Roasting Cashews - Costa Rican Style

Did you know that cashews actually grows on a fruit, one nut (it is actually a seed in the botanical sense) per fruit?

During our training we had the opportunity to visit other volunteers in Guanacaste and we were invited by a neighbor of theirs to harvest the cashew nuts (or marañon in Spanish) and then roast them over a fire to eat.  Roasting the nut helps to burn off the otherwise irritating toxin found on the shell (or "cascara") as well as give them a really excellent flavor after breaking the shell to extract the nut.

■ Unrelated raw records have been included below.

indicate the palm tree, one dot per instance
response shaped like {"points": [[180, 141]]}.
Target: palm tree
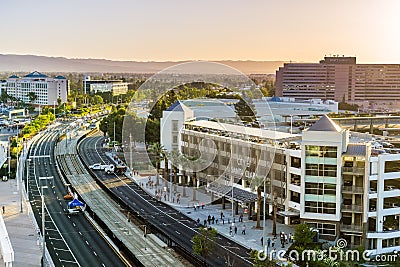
{"points": [[32, 97], [275, 212], [257, 183], [158, 151]]}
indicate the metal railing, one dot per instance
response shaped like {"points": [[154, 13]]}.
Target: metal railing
{"points": [[352, 208], [351, 228], [357, 170]]}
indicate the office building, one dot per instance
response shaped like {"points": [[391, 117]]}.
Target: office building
{"points": [[117, 87], [328, 177], [341, 78], [46, 89]]}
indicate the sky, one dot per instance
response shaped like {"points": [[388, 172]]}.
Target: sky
{"points": [[173, 30]]}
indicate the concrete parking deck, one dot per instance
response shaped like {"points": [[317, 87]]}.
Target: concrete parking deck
{"points": [[20, 226]]}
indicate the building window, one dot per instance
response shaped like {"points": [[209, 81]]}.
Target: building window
{"points": [[320, 189], [324, 228], [324, 170], [320, 207], [392, 166], [321, 151], [295, 162], [174, 125]]}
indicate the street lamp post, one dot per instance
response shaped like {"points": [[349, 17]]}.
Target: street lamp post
{"points": [[264, 230], [131, 153], [43, 227]]}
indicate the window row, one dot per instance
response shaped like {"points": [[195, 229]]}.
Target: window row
{"points": [[325, 170]]}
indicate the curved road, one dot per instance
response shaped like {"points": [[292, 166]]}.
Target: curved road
{"points": [[169, 222], [70, 239]]}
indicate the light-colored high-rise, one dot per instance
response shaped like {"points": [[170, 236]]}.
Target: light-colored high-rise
{"points": [[47, 90]]}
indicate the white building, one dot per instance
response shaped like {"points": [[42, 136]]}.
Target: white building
{"points": [[46, 89]]}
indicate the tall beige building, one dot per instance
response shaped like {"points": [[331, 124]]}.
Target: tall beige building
{"points": [[341, 78]]}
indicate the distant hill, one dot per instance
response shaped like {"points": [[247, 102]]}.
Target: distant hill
{"points": [[60, 64]]}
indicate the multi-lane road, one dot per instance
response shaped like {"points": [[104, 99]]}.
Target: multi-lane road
{"points": [[172, 226], [70, 239]]}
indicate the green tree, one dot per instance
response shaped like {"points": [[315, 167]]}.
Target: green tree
{"points": [[259, 261], [303, 236], [204, 241], [158, 152], [97, 100], [257, 184], [245, 110]]}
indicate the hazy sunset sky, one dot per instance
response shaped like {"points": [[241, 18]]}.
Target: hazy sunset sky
{"points": [[298, 30]]}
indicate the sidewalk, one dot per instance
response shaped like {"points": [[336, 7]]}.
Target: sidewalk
{"points": [[19, 226]]}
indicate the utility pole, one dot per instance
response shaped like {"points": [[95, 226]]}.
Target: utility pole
{"points": [[131, 152]]}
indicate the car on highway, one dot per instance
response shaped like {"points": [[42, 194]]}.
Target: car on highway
{"points": [[68, 196]]}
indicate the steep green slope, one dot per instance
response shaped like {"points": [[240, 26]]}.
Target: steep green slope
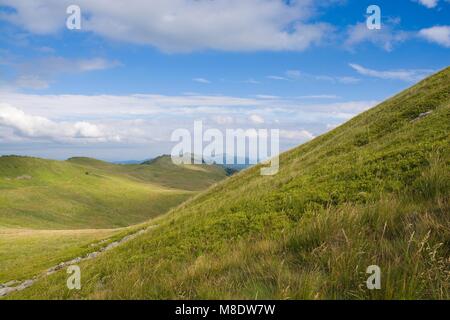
{"points": [[374, 191], [88, 193]]}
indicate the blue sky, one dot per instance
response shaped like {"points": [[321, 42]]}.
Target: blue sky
{"points": [[137, 70]]}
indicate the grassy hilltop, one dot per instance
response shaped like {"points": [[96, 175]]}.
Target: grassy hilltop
{"points": [[53, 211], [88, 193], [373, 191]]}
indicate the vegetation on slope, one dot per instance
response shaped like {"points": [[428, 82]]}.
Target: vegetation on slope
{"points": [[374, 191]]}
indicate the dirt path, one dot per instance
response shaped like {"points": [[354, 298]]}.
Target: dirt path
{"points": [[14, 285]]}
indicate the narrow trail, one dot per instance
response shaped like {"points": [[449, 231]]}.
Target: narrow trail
{"points": [[15, 285]]}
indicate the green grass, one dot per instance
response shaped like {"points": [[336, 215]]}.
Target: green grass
{"points": [[373, 191], [87, 193]]}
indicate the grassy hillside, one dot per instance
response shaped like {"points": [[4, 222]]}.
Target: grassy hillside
{"points": [[87, 193], [373, 191]]}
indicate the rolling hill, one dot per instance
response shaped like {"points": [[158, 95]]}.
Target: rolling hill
{"points": [[88, 193], [374, 191]]}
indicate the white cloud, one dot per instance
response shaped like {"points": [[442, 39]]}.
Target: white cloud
{"points": [[404, 75], [277, 78], [109, 124], [256, 119], [31, 126], [31, 82], [437, 34], [301, 135], [223, 120], [39, 73], [201, 80], [385, 38], [319, 96], [429, 3], [183, 26]]}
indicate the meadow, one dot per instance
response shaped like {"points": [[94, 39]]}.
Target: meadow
{"points": [[374, 191], [54, 211]]}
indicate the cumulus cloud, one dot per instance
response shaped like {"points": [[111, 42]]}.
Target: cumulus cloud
{"points": [[256, 119], [403, 75], [180, 25], [301, 135], [39, 73], [437, 34], [107, 124], [31, 126], [387, 37], [428, 3]]}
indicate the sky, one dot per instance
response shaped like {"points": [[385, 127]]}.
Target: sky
{"points": [[137, 70]]}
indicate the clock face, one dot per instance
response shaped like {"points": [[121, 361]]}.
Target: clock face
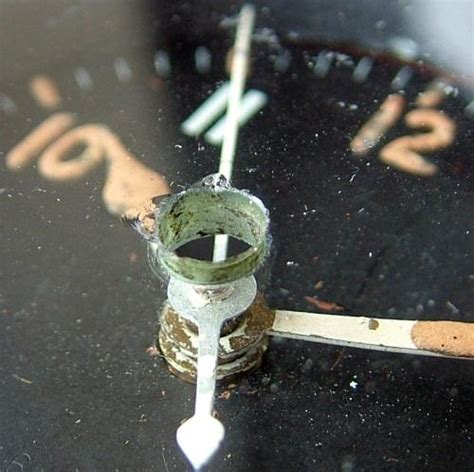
{"points": [[363, 157]]}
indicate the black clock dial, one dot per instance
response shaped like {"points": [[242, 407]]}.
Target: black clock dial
{"points": [[352, 234]]}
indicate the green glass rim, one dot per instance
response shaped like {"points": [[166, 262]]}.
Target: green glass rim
{"points": [[209, 211]]}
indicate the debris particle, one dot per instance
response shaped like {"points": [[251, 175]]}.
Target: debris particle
{"points": [[132, 257], [274, 388], [373, 324], [225, 395], [152, 351], [324, 304], [22, 379]]}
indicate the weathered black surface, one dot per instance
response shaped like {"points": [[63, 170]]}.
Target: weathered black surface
{"points": [[77, 312]]}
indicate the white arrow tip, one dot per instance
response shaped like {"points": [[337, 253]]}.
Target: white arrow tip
{"points": [[200, 438]]}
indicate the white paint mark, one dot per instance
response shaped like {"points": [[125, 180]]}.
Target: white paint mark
{"points": [[323, 63], [122, 70], [207, 113], [362, 70], [199, 438], [469, 110], [404, 48], [402, 78], [252, 102], [7, 104], [202, 60], [162, 63], [83, 79]]}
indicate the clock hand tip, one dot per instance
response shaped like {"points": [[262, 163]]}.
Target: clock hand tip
{"points": [[199, 438]]}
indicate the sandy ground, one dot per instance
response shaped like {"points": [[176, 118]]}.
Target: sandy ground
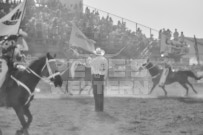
{"points": [[75, 115], [122, 116]]}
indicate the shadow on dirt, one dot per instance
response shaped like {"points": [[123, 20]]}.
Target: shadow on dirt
{"points": [[187, 100]]}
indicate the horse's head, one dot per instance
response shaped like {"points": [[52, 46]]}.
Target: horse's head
{"points": [[51, 72], [146, 65]]}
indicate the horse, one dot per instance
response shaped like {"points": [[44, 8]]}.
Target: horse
{"points": [[19, 88], [173, 76]]}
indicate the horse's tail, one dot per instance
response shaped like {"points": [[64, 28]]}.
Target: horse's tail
{"points": [[191, 74]]}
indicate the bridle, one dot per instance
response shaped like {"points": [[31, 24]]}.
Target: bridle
{"points": [[45, 79]]}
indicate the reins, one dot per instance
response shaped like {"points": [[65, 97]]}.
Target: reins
{"points": [[29, 70], [155, 76]]}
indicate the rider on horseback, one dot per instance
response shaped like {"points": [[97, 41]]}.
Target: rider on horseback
{"points": [[10, 57], [166, 70]]}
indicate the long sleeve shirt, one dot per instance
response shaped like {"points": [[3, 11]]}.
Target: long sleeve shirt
{"points": [[99, 65]]}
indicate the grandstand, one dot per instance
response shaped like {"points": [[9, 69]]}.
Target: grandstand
{"points": [[48, 25]]}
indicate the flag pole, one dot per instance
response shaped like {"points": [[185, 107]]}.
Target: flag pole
{"points": [[22, 16], [196, 51]]}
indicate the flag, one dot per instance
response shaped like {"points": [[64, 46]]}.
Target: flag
{"points": [[78, 39], [10, 23], [196, 50]]}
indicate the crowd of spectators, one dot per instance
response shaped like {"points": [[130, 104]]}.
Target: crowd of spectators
{"points": [[50, 23]]}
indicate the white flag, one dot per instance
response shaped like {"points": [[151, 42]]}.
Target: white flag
{"points": [[10, 23]]}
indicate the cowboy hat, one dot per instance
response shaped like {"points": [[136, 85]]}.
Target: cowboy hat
{"points": [[99, 51], [22, 33]]}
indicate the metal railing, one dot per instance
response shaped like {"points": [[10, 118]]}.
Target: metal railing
{"points": [[131, 25]]}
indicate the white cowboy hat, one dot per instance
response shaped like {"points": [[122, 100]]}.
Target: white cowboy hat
{"points": [[99, 51], [23, 33]]}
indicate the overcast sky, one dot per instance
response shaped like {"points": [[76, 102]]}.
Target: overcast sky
{"points": [[185, 15]]}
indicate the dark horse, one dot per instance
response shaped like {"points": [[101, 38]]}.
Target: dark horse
{"points": [[177, 76], [19, 88]]}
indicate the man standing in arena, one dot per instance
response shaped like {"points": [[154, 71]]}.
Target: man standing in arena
{"points": [[99, 70]]}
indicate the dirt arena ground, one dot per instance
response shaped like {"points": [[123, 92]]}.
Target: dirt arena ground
{"points": [[74, 115]]}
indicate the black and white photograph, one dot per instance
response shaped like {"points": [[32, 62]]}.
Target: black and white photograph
{"points": [[101, 67]]}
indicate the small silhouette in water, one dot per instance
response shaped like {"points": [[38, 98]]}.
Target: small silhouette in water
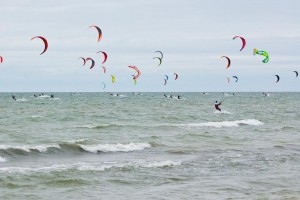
{"points": [[217, 105]]}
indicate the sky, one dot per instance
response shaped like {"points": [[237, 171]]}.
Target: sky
{"points": [[192, 34]]}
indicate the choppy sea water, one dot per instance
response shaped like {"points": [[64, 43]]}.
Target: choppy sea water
{"points": [[98, 146]]}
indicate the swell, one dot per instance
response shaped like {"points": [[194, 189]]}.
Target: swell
{"points": [[69, 147], [91, 167], [236, 123]]}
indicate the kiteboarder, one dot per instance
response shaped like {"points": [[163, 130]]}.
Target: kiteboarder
{"points": [[217, 105]]}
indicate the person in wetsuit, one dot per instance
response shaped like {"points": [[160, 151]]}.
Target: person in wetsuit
{"points": [[217, 106]]}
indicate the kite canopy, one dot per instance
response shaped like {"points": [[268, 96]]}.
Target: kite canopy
{"points": [[99, 32], [113, 79], [84, 61], [162, 55], [93, 62], [228, 79], [104, 69], [160, 60], [176, 76], [228, 61], [137, 70], [278, 78], [45, 43], [296, 73], [236, 78], [262, 53], [105, 56], [243, 41]]}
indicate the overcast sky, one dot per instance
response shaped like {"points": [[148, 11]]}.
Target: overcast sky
{"points": [[192, 34]]}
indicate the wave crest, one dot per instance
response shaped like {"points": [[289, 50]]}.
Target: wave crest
{"points": [[115, 147]]}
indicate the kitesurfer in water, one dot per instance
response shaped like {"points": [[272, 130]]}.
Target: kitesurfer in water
{"points": [[217, 105]]}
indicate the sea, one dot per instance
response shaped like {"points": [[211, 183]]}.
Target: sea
{"points": [[148, 146]]}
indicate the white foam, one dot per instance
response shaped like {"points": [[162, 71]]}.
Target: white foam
{"points": [[21, 99], [236, 123], [29, 148], [167, 163], [89, 167], [44, 96], [37, 116], [222, 112], [2, 159], [115, 147], [92, 126]]}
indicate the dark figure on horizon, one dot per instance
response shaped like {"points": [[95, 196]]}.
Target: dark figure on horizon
{"points": [[217, 105]]}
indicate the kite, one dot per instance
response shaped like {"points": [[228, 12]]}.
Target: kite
{"points": [[84, 61], [262, 53], [278, 78], [160, 60], [105, 56], [243, 41], [296, 73], [45, 43], [113, 79], [228, 64], [176, 76], [93, 62], [137, 70], [99, 32], [162, 55], [104, 69], [235, 78]]}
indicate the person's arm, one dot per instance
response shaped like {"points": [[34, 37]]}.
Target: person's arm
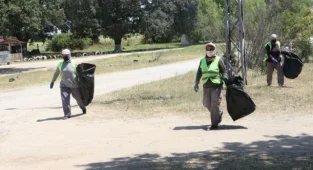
{"points": [[222, 69], [56, 75], [268, 53], [199, 74]]}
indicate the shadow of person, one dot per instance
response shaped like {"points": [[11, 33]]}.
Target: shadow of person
{"points": [[205, 127], [58, 118]]}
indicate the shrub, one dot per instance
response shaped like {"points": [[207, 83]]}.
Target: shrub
{"points": [[62, 41]]}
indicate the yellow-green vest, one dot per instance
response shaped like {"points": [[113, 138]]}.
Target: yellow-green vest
{"points": [[61, 64], [270, 44], [211, 72]]}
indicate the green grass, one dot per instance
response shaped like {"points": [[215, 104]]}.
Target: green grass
{"points": [[107, 44], [121, 63], [176, 95]]}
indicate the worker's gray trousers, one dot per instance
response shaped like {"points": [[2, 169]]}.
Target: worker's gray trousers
{"points": [[66, 98], [280, 74], [212, 98]]}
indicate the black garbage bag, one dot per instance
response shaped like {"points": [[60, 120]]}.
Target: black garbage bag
{"points": [[292, 66], [86, 79], [239, 103]]}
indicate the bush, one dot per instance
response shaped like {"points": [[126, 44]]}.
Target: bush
{"points": [[304, 48], [62, 41]]}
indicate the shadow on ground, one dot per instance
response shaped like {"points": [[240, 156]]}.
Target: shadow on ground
{"points": [[204, 127], [279, 152], [15, 70]]}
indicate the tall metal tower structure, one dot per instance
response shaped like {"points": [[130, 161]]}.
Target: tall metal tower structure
{"points": [[235, 38]]}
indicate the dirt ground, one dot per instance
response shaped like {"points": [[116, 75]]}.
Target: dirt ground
{"points": [[33, 135]]}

Harvesting the nuts took a reasonable amount of time since there is only one nut (seed) per fruit.  Cashews are just as expensive here as in the States and for good reason.  It gave me a real appreciation for what it takes for a jar of cashews to arrive in a jar in the grocery store in the States.

Anyway, here's a few pictures of us roasting and sharing some cashews with our fellow Peace Corps volunteer hosts and some of our new friends (their neighbors).

The toxins on the shell are flamable and it is necessary to roast the cashews for a long time before they are ready to eat.
One of our hosts helping us move the cashews around so they don't burn and to help stoke the fire so that the cashews roast more quickly.
Happily posing for a picture after we've eaten the fruits of our labor.  The cashews were harvested from the orchard of the gentleman seated in the middle.